Bridging Efficiency and Safety: Formal Verification of Neural Networks with Early Exits
Yizhak Yisrael Elboher 1, Avraham Raviv 2, Amihay Elboher 3, Zhouxing Shi 4, Omri Azencot 3, Hillel Kugler 2, Guy Katz 1
Published on arXiv
2512.20755
Input Manipulation Attack
OWASP ML Top 10 — ML01
Key Finding
Early exit architectures not only accelerate inference but also improve formal verifiability, enabling more robustness queries to be solved in less time compared to standard networks
Ensuring the safety and efficiency of AI systems is a central goal of modern research. Formal verification provides guarantees of neural network robustness, while early exits improve inference efficiency by enabling intermediate predictions. Yet verifying networks with early exits introduces new challenges due to their conditional execution paths. In this work, we define a robustness property tailored to early exit architectures and show how off-the-shelf solvers can be used to assess it. We present a baseline algorithm, enhanced with an early stopping strategy and heuristic optimizations that maintain soundness and completeness. Experiments on multiple benchmarks validate our framework's effectiveness and demonstrate the performance gains of the improved algorithm. Alongside the natural inference acceleration provided by early exits, we show that they also enhance verifiability, enabling more queries to be solved in less time compared to standard networks.
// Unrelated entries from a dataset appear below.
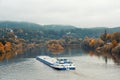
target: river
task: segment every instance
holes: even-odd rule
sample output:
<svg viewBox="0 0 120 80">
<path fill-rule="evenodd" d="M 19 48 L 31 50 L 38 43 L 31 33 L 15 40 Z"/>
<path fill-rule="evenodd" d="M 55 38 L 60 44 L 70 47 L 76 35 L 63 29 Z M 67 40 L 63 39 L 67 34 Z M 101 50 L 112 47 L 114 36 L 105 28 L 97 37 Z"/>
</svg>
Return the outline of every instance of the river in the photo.
<svg viewBox="0 0 120 80">
<path fill-rule="evenodd" d="M 76 66 L 73 71 L 58 71 L 37 61 L 35 56 L 49 55 L 65 57 Z M 112 59 L 86 54 L 80 49 L 67 49 L 50 53 L 46 50 L 32 50 L 24 55 L 0 62 L 0 80 L 119 80 L 120 66 Z"/>
</svg>

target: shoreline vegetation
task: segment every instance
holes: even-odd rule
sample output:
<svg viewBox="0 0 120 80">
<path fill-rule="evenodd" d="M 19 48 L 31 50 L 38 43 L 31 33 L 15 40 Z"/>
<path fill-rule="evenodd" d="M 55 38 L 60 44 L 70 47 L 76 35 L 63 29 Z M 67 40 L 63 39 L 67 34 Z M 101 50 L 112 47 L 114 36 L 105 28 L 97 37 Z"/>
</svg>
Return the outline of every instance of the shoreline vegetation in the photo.
<svg viewBox="0 0 120 80">
<path fill-rule="evenodd" d="M 97 29 L 97 33 L 96 29 L 83 30 L 74 27 L 69 29 L 68 26 L 66 30 L 64 27 L 61 30 L 56 30 L 57 27 L 52 26 L 52 29 L 56 28 L 52 30 L 50 29 L 51 25 L 47 26 L 48 29 L 45 27 L 45 30 L 36 24 L 6 23 L 0 23 L 0 61 L 11 59 L 29 49 L 45 46 L 53 54 L 60 53 L 68 47 L 81 48 L 91 56 L 103 56 L 106 61 L 107 58 L 112 58 L 115 63 L 120 64 L 119 31 L 107 33 L 107 29 L 103 28 L 100 29 L 102 32 Z"/>
</svg>

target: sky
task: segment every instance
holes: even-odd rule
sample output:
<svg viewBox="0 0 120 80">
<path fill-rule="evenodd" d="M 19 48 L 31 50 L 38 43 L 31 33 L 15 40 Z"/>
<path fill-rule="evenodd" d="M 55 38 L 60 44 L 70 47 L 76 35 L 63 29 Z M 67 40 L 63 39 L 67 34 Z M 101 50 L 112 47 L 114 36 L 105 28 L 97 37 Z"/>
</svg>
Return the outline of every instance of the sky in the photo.
<svg viewBox="0 0 120 80">
<path fill-rule="evenodd" d="M 0 0 L 0 21 L 120 26 L 120 0 Z"/>
</svg>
Together with a robustness analysis, we show how these metrics can help users navigate the inherent trade-off between accuracy and efficiency.
Key Contributions
- Formalizes a robustness property tailored to early exit (EE) neural network architectures, handling conditional execution paths that standard verification methods do not address
- Proposes a sound and complete verification algorithm with early stopping and heuristic optimizations that reduce redundant sub-queries and improve scalability
- Demonstrates empirically that EE architectures enhance verifiability — more robustness queries can be solved in less time — on top of their inference efficiency benefits
🛡️ Threat Analysis
The paper provides certified robustness guarantees for neural networks — a defense against adversarial input manipulation — by formally verifying that predictions remain consistent within small input neighborhoods. The entire motivation is adversarial perturbations and robustness guarantees.